Opportunity For Learning

We all need keep learning throughout our lives.  Learning about faith doesn’t end with Confirmation or when religion classes end.  I have a master’s degree in theology and I feel like I just know the tip of the iceberg of what our faith has to offer.  With that in mind I attended day one of our diocesan “Households of Faith” annual conference.

I went to three different workshops.  The first one was not actually part of the conference.  It was a meeting of pastoral leaders like myself in relatively new assignments.  It is part of a two-year leadership process I have been part of since I became a pastor.  This particular workshop helped us explore ways to seek feedback from staff and parishioners on how I am doing in my leadership role as a pastor.

The second workshop I attended was on evangelizing families given by Dr. Jo Ann Paradise.  One of the points presented in this talk was on the importance of questions.  The first part of this is knowing what questions to ask, not just questions testing facts but questions that make people think like “What do you think the Pharisees thought when Jesus said…..”  The second part of “questions” was that evangelization isn’t about asking questions (as teachers) that we have answers to.  We need to ask questions that lead people to open their hearts to Jesus leading to a deeper relationship with Jesus.  I look at the importance of questions another way when I give a presentation.  I believe that when people ask questions when I give a presentation, it means that what I have talked about means something to them.  When nobody asks a question, it might be because I did a really good presentation that answered all their questions but more likely is that it didn’t touch their hearts in a new way that evangelized them.

The third presentation (and keynote address) was given by Fr.

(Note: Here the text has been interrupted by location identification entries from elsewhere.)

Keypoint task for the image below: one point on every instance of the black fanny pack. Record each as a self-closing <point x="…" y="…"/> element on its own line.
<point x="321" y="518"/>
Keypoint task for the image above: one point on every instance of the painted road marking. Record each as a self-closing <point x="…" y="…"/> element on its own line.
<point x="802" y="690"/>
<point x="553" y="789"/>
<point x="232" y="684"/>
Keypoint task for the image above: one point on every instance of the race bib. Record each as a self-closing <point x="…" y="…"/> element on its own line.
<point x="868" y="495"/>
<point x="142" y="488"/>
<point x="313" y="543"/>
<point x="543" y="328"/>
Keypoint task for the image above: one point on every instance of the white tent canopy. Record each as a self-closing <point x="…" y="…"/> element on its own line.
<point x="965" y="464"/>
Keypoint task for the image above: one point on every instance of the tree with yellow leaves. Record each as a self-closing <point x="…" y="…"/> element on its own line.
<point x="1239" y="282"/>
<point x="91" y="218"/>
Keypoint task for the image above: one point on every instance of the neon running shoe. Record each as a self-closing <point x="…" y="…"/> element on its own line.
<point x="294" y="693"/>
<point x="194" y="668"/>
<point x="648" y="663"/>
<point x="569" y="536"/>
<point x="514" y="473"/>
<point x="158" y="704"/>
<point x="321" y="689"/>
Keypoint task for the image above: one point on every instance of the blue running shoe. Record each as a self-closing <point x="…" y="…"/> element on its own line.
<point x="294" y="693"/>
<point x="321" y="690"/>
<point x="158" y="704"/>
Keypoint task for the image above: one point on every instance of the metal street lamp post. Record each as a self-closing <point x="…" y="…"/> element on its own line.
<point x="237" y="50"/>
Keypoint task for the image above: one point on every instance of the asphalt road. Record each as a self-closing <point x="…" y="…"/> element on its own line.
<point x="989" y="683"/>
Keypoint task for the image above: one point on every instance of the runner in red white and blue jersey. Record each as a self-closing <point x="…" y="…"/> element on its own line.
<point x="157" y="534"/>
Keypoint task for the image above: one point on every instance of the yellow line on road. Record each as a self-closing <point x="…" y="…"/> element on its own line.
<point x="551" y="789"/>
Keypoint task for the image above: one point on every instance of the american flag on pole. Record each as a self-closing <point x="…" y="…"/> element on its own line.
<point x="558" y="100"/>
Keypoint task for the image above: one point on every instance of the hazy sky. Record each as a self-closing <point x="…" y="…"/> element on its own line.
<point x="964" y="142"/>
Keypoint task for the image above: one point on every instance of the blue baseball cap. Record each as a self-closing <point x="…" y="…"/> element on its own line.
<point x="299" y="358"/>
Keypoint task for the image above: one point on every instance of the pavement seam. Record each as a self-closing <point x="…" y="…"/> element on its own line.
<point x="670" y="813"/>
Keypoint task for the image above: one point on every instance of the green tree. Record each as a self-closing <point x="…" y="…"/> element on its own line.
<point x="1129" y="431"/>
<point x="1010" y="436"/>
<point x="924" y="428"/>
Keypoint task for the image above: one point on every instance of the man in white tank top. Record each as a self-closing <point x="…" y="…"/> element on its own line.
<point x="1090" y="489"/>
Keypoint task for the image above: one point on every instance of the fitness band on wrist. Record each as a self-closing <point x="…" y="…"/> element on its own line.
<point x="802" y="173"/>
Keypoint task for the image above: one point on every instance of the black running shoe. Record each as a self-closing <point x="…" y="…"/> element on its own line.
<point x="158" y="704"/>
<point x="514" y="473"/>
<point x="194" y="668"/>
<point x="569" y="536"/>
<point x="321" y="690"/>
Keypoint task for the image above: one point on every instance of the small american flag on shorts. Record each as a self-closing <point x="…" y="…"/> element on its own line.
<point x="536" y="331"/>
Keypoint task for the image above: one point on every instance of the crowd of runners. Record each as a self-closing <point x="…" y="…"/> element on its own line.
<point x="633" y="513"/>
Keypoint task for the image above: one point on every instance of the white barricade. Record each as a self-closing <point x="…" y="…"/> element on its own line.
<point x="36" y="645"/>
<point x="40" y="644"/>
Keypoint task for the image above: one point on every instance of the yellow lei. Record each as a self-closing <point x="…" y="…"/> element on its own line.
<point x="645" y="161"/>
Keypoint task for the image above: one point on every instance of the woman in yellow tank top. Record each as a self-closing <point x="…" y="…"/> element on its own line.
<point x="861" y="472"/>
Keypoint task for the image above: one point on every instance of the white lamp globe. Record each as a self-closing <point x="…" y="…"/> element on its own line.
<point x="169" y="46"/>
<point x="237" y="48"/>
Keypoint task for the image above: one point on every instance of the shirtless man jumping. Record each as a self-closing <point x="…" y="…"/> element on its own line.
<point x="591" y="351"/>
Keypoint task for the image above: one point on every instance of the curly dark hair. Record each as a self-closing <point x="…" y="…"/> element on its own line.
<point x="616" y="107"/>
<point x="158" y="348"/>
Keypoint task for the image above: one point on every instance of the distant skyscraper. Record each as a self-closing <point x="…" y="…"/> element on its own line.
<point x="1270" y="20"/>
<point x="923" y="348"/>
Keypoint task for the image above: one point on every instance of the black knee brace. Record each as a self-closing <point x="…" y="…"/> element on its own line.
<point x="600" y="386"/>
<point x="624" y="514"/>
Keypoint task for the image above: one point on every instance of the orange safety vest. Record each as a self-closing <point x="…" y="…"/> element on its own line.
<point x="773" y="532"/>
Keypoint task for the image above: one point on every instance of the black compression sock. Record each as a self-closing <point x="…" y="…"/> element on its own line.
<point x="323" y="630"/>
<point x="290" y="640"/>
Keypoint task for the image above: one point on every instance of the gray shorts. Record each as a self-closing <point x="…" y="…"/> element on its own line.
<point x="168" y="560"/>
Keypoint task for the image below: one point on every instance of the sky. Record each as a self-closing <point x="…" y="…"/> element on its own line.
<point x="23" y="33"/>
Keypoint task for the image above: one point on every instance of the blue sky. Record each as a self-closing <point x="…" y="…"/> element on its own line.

Michael White and Tom Corcoran, authors of the book Rebuilt: Awakening the Faithful, Reaching the Lost, Making the Church Matter.  They spoke of the story of how they turned the parish around where they served in Maryland.  Discussion points included reasons why people don’t come to church, number of programs, and what it means to be church, all of which can be found in their book.  There was discussion about what we have “to compete with” such as sports, work, and leisure to get people to come to church.  There is no doubt that these things are drawing people away from church.  Why?  Because they feel they get more out of them than they do out of coming to church.

We might often ask the question “Why don’t people come to church?” when really maybe the question they have is “Why should I come to church?”  Translation – we have to make church a place people want to beTHIS DOES NOT MEAN CATERING TO THEIR BELIEFS!  We need to hold fast to the teachings of Jesus, even when it isn’t what people want to hear.  What I do mean is that we need to make church a place where people feel welcome.  We need to be a church where people care about each other.  We need homilies that are relevant to people’s lives.  People will come to church when they feel it makes a difference in their lives.

Sometimes, we think we need to offer more “programs” to draw people in but if we aren’t making the Sunday Mass a place they want to be, why would we expect them to come to anything else? It all starts with Sunday Mass.

What can you do to help make our church a place people want to be?  Have you ever talked to the family sitting next to you in church?  Being welcoming might just start with saying “hello” and asking “how they are doing.”  It might be thinking about how you react when their little child starts to cry?  Is it distracting and annoying when the child cries?  It certainly can be but there is another way to look at it.  I want to see the little children in church.  Why?  Because if there are no little children in the church then there is no hope for the future.  We need to remember a child only cries when they need something. Sometimes families with little children who cry or other another annoyances in church stop coming because they feel unwelcome.  Some of these might say they will start coming again when the children are older and behave better.  Some of them never come back.  The only way the children are going to learn how to behave in church is to come.  I want to see the children in church and so does Jesus.

People were bringing even infants to him that he might touch them, and when the disciples saw this, they rebuked them.  Jesus, however, called the children to himself and said, “Let the children come to me and do not prevent them; for the kingdom of God belongs to such as these.   Amen, I say to you, whoever does not accept the kingdom of God like a child will not enter it.” (Luke 18:15-17)

Peace,

Fr. Jeff

One Comment

  1. I loved the statement you made about not catering to people’s beliefs in order to fill the pews. Jesus taught very hard things without compromise. So many churches water down God’s Word in order to please people, but I don’t believe it pleases God.Thank you for the courage it takes to follow His example!